The divergence point is way back, Zephram Cochrane's time...
If you take into account for the butterfly effect the likelihood of these people even being born, never mind working together is infinitesimally small.
Infinitesimally small is large enough to be an absolute certainty when you have an infinite number of universes.If you take into account for the butterfly effect the likelihood of these people even being born, never mind working together is infinitesimally small.
Well before then, actually. "In a Mirror, Darkly" wasn't presenting that scene as the beginning of the split, since there would've been no reason for Cochrane to be spontaneously violent in that case. The idea was that this was already the more "evil" Mirror Earth that the Vulcans arrived at. As Phlox said later in the 2-parter, Earth's literature diverged between the timelines going back centuries, with only Shakespeare being largely the same in both.

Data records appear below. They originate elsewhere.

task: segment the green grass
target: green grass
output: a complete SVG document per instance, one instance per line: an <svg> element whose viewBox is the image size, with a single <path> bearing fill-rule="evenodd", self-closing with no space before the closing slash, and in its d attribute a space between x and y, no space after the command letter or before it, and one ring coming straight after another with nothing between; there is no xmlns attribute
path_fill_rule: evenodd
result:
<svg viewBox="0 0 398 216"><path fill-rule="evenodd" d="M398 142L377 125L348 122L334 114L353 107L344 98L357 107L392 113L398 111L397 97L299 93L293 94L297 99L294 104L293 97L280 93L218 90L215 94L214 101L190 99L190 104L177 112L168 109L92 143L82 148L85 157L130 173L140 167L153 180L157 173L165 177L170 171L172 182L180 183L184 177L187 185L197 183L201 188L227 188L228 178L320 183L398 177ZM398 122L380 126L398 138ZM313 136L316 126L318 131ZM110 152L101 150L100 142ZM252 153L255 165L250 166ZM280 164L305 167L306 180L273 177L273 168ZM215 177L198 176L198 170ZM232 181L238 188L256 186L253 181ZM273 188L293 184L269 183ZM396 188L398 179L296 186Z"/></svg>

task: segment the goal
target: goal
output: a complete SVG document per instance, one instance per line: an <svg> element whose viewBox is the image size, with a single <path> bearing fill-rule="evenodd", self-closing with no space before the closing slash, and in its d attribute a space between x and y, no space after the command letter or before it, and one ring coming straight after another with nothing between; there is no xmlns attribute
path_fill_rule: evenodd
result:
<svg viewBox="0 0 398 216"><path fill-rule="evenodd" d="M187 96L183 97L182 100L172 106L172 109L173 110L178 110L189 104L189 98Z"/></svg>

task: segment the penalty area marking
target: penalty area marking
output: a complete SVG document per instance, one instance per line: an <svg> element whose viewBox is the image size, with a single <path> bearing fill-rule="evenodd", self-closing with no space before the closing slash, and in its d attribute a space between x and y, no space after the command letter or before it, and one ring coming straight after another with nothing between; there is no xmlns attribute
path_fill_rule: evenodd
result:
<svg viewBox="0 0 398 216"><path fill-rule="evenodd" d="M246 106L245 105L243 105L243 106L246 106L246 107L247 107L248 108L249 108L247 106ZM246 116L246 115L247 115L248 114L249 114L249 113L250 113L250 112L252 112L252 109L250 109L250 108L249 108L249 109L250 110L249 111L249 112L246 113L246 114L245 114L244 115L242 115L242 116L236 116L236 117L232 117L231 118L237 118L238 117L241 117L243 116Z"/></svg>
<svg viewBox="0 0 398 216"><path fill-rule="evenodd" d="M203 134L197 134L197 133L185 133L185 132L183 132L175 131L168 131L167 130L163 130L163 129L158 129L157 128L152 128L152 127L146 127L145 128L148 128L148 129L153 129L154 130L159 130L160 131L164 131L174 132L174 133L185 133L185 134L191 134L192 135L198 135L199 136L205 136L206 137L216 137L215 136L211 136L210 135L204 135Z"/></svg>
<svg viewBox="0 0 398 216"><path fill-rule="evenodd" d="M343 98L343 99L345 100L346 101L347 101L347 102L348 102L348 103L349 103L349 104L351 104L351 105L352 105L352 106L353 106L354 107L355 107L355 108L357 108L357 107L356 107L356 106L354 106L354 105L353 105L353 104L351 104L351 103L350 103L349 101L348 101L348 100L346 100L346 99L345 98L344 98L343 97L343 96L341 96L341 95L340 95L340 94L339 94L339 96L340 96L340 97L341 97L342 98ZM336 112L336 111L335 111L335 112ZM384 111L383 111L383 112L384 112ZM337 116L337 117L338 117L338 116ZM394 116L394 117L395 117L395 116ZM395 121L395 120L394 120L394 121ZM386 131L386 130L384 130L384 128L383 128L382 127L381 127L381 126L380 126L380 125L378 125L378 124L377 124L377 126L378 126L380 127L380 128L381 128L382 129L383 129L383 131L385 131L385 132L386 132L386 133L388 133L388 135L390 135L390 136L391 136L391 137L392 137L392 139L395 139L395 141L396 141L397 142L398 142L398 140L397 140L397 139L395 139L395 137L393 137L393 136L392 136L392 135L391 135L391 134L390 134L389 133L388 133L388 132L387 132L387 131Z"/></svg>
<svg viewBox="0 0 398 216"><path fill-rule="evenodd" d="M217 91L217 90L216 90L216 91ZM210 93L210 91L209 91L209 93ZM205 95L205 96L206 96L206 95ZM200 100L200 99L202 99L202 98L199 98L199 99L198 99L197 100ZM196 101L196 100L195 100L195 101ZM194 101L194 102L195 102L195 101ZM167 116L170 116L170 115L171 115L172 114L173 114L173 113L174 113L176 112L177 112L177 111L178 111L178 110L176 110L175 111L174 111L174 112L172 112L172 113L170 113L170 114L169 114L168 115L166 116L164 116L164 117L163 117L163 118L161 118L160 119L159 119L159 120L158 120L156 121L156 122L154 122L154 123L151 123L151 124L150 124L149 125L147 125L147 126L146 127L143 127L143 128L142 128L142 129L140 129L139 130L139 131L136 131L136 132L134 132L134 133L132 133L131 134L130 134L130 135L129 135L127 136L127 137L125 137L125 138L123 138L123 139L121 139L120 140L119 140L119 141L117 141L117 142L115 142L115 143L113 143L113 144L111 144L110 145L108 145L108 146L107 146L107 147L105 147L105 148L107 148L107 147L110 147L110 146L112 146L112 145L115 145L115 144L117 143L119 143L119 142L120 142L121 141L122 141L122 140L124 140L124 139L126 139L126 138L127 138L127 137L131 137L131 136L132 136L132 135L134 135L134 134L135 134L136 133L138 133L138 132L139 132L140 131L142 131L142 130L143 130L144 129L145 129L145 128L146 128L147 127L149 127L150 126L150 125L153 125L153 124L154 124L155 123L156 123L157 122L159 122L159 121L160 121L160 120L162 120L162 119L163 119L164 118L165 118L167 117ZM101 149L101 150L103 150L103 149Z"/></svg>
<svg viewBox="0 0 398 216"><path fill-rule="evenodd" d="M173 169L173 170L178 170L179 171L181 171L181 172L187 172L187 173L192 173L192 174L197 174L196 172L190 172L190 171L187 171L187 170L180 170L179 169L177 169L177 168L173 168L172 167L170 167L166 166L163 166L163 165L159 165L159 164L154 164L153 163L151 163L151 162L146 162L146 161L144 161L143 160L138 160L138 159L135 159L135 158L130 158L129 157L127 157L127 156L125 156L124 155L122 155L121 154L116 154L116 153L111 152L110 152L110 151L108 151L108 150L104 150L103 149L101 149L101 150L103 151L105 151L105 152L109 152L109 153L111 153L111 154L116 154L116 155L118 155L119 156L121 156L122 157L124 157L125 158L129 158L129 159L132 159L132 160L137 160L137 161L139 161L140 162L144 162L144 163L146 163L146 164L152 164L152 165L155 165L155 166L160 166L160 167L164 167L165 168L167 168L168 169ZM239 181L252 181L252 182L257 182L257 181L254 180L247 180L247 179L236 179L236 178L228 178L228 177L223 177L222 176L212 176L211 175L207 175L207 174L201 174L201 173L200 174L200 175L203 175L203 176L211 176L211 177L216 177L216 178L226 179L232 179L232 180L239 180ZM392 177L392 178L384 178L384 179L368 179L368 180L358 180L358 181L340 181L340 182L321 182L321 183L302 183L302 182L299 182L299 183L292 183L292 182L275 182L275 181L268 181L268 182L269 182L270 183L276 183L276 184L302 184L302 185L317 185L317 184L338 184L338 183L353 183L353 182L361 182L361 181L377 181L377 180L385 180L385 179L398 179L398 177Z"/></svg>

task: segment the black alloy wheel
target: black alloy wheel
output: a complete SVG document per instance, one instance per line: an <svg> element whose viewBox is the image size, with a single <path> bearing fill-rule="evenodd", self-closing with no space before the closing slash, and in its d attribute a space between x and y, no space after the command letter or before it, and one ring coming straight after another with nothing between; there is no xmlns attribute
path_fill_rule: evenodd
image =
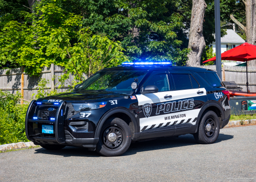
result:
<svg viewBox="0 0 256 182"><path fill-rule="evenodd" d="M204 123L204 132L208 138L212 137L216 133L216 124L214 119L211 118L208 118Z"/></svg>
<svg viewBox="0 0 256 182"><path fill-rule="evenodd" d="M211 144L217 140L220 133L220 121L216 113L205 111L203 114L197 132L193 134L196 141L204 144Z"/></svg>
<svg viewBox="0 0 256 182"><path fill-rule="evenodd" d="M116 126L107 127L103 133L102 137L106 147L111 149L116 148L122 144L123 132L122 129Z"/></svg>
<svg viewBox="0 0 256 182"><path fill-rule="evenodd" d="M96 151L104 156L120 155L129 148L131 137L131 129L125 122L119 118L110 118L101 128Z"/></svg>

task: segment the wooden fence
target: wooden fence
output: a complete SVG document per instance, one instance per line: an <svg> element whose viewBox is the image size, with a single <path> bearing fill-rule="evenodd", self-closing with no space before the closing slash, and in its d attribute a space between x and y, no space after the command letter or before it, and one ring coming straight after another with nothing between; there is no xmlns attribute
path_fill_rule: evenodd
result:
<svg viewBox="0 0 256 182"><path fill-rule="evenodd" d="M59 85L58 82L59 76L63 75L63 68L52 64L51 67L45 67L39 76L30 76L24 72L24 68L11 69L10 71L7 74L8 70L0 69L0 90L8 91L12 93L16 93L17 91L21 92L25 100L31 100L35 98L31 98L32 94L37 94L38 92L38 82L42 79L49 81L47 85L49 90L57 89ZM86 76L84 75L83 76ZM52 79L54 77L53 81ZM60 89L57 89L58 92L64 92L68 89L68 86L71 85L74 79L74 75L70 75L69 79L65 81L64 87ZM22 83L23 83L23 87Z"/></svg>
<svg viewBox="0 0 256 182"><path fill-rule="evenodd" d="M201 68L216 70L216 65L201 66ZM247 91L246 67L222 66L222 81L234 81L238 86ZM251 92L256 92L256 67L248 67L248 83Z"/></svg>
<svg viewBox="0 0 256 182"><path fill-rule="evenodd" d="M200 67L205 69L216 70L216 65L201 66ZM23 93L24 99L31 100L33 93L36 94L38 89L38 83L41 79L46 79L50 81L47 85L48 89L53 89L54 87L58 88L58 77L63 75L63 68L52 64L51 67L45 67L40 74L39 76L32 76L25 73L24 68L11 69L9 73L7 74L7 70L0 69L0 90L9 91L12 93L16 93L17 91ZM241 66L222 67L222 81L234 81L244 91L246 91L246 68ZM249 67L248 68L248 77L249 87L251 92L256 92L256 67ZM85 76L85 75L84 75ZM52 78L55 76L55 79L52 81ZM74 79L74 76L70 75L69 80L65 82L64 87L57 89L58 92L67 91L68 85ZM23 87L22 87L22 84Z"/></svg>

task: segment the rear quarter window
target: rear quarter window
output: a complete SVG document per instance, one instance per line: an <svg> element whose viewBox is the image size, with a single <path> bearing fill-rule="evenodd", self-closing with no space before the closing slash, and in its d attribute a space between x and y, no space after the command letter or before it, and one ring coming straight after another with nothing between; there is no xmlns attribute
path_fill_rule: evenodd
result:
<svg viewBox="0 0 256 182"><path fill-rule="evenodd" d="M197 72L197 73L211 87L220 87L223 86L222 83L216 73Z"/></svg>

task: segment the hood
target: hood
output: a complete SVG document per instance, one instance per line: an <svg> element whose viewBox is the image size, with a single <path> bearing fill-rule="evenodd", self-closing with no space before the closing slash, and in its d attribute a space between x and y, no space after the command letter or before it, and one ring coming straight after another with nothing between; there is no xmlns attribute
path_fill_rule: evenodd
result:
<svg viewBox="0 0 256 182"><path fill-rule="evenodd" d="M105 101L108 101L109 100L108 98L110 98L119 97L125 95L126 95L104 91L93 91L82 92L73 92L40 98L37 101L48 101L49 100L62 100L69 101L69 102L79 102L79 101L86 101L86 102L87 102L105 101L105 99L106 99Z"/></svg>

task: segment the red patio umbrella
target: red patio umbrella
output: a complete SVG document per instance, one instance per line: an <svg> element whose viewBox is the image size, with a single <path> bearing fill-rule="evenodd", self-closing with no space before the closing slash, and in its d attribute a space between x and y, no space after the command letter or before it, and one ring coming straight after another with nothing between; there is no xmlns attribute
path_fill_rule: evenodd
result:
<svg viewBox="0 0 256 182"><path fill-rule="evenodd" d="M246 86L248 93L247 61L256 59L256 46L247 42L238 46L221 54L222 60L232 60L246 62ZM203 63L216 61L216 57L208 59Z"/></svg>

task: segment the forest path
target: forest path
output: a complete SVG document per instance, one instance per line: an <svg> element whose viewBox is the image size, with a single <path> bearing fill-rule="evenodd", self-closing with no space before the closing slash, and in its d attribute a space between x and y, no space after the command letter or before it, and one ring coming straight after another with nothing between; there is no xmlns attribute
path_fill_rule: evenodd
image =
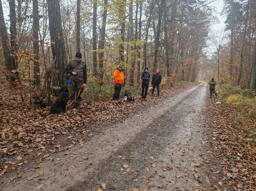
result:
<svg viewBox="0 0 256 191"><path fill-rule="evenodd" d="M50 155L15 183L8 174L2 189L210 190L221 168L208 155L207 90L201 84L123 122L99 126L83 147Z"/></svg>

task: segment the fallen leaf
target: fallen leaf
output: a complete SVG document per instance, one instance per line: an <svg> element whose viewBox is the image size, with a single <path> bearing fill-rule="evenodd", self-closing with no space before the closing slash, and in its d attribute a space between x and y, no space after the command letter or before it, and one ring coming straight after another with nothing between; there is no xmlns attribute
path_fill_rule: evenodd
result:
<svg viewBox="0 0 256 191"><path fill-rule="evenodd" d="M162 167L162 169L163 169L163 170L164 170L164 171L167 171L167 169L165 168L165 167Z"/></svg>
<svg viewBox="0 0 256 191"><path fill-rule="evenodd" d="M46 154L43 156L43 157L44 158L47 158L48 157L49 157L49 155L50 155L49 154Z"/></svg>
<svg viewBox="0 0 256 191"><path fill-rule="evenodd" d="M101 184L101 186L102 187L102 188L104 190L106 189L106 186L107 186L107 184L106 184L105 183L102 183L102 184Z"/></svg>
<svg viewBox="0 0 256 191"><path fill-rule="evenodd" d="M6 172L6 169L5 168L4 169L3 169L3 171L2 171L2 172L1 173L1 174L0 174L0 176L1 176L3 174L3 173Z"/></svg>
<svg viewBox="0 0 256 191"><path fill-rule="evenodd" d="M16 158L16 159L18 160L21 160L22 159L23 159L23 158L22 158L21 156L19 156Z"/></svg>
<svg viewBox="0 0 256 191"><path fill-rule="evenodd" d="M33 151L33 149L29 149L27 150L26 152L31 152Z"/></svg>
<svg viewBox="0 0 256 191"><path fill-rule="evenodd" d="M151 166L152 167L155 167L157 166L157 164L155 163L151 163Z"/></svg>
<svg viewBox="0 0 256 191"><path fill-rule="evenodd" d="M31 180L33 178L32 177L32 176L29 176L28 178L27 178L27 179L28 180Z"/></svg>
<svg viewBox="0 0 256 191"><path fill-rule="evenodd" d="M19 173L18 174L18 175L17 175L17 176L18 178L20 178L20 177L21 177L22 176L22 174L21 174L21 173Z"/></svg>
<svg viewBox="0 0 256 191"><path fill-rule="evenodd" d="M123 165L123 167L124 168L126 168L128 167L129 167L129 166L127 165Z"/></svg>
<svg viewBox="0 0 256 191"><path fill-rule="evenodd" d="M36 187L36 189L38 190L40 190L42 188L43 188L45 187L45 184L41 184L41 185L39 185L38 186Z"/></svg>

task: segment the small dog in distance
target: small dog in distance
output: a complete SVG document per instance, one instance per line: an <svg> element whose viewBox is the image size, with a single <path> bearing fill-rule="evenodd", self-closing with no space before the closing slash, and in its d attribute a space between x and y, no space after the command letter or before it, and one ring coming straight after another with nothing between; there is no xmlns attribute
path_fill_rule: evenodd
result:
<svg viewBox="0 0 256 191"><path fill-rule="evenodd" d="M135 101L135 98L132 97L129 97L128 94L127 93L125 93L124 96L124 102L131 102L132 101Z"/></svg>
<svg viewBox="0 0 256 191"><path fill-rule="evenodd" d="M215 98L215 97L217 97L217 96L218 96L218 91L215 92L212 95L212 97L213 98Z"/></svg>
<svg viewBox="0 0 256 191"><path fill-rule="evenodd" d="M151 93L152 93L152 89L153 89L153 87L152 86L150 86L149 87L149 91Z"/></svg>
<svg viewBox="0 0 256 191"><path fill-rule="evenodd" d="M67 103L69 100L69 92L66 86L61 87L61 94L51 107L50 114L59 113L61 111L66 112Z"/></svg>

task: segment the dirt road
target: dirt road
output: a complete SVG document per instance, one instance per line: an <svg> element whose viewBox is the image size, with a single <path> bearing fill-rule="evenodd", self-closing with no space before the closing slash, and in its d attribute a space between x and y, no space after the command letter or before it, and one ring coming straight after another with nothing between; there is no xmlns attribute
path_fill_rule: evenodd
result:
<svg viewBox="0 0 256 191"><path fill-rule="evenodd" d="M94 127L83 146L50 155L15 183L7 174L2 190L211 189L220 174L205 135L207 91L201 84L122 123Z"/></svg>

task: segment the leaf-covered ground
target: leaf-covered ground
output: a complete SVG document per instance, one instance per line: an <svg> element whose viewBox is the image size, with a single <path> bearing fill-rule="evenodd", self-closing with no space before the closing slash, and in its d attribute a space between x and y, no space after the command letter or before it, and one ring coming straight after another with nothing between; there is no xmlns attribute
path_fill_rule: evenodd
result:
<svg viewBox="0 0 256 191"><path fill-rule="evenodd" d="M41 153L38 157L41 160L48 152L66 150L76 144L82 146L86 138L93 136L87 127L104 121L121 121L185 88L162 88L160 97L149 94L146 101L138 96L134 102L124 102L121 99L118 102L84 100L78 109L50 115L50 107L40 108L30 104L29 89L23 92L22 102L19 92L2 81L0 175L35 160L30 156L35 152Z"/></svg>
<svg viewBox="0 0 256 191"><path fill-rule="evenodd" d="M216 101L208 99L206 113L213 153L226 175L222 182L233 190L255 190L256 125L234 108L216 105Z"/></svg>

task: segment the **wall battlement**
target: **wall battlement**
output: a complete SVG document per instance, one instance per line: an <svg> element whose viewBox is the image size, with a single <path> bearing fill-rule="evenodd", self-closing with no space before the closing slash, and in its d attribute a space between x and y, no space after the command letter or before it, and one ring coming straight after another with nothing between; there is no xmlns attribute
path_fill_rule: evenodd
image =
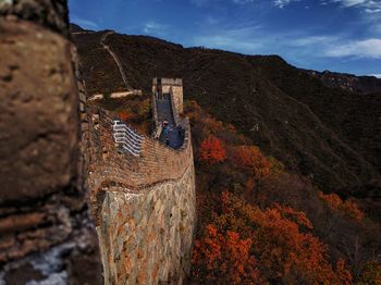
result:
<svg viewBox="0 0 381 285"><path fill-rule="evenodd" d="M190 127L173 94L170 100L173 121L185 133L182 146L143 136L139 157L118 149L106 111L88 109L87 184L106 284L182 284L189 271L196 222Z"/></svg>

Infinitesimally small is large enough to be an absolute certainty when you have an infinite number of universes.
I'm not arguing that there is an infinitesimally small random chance to end up in any given universe. I was simply pointing out a mechanism whereby that randomness becomes less random. Some rhyme & reason for accessing any specific universe in the infinite multiverse. That doesn't necessarily make it likely, or even significantly probable. Simply possible.
The tree model would mean that the specific MU in Trek that is repeatedly shown somehow has precedence in the tree over other possibilities, however remote.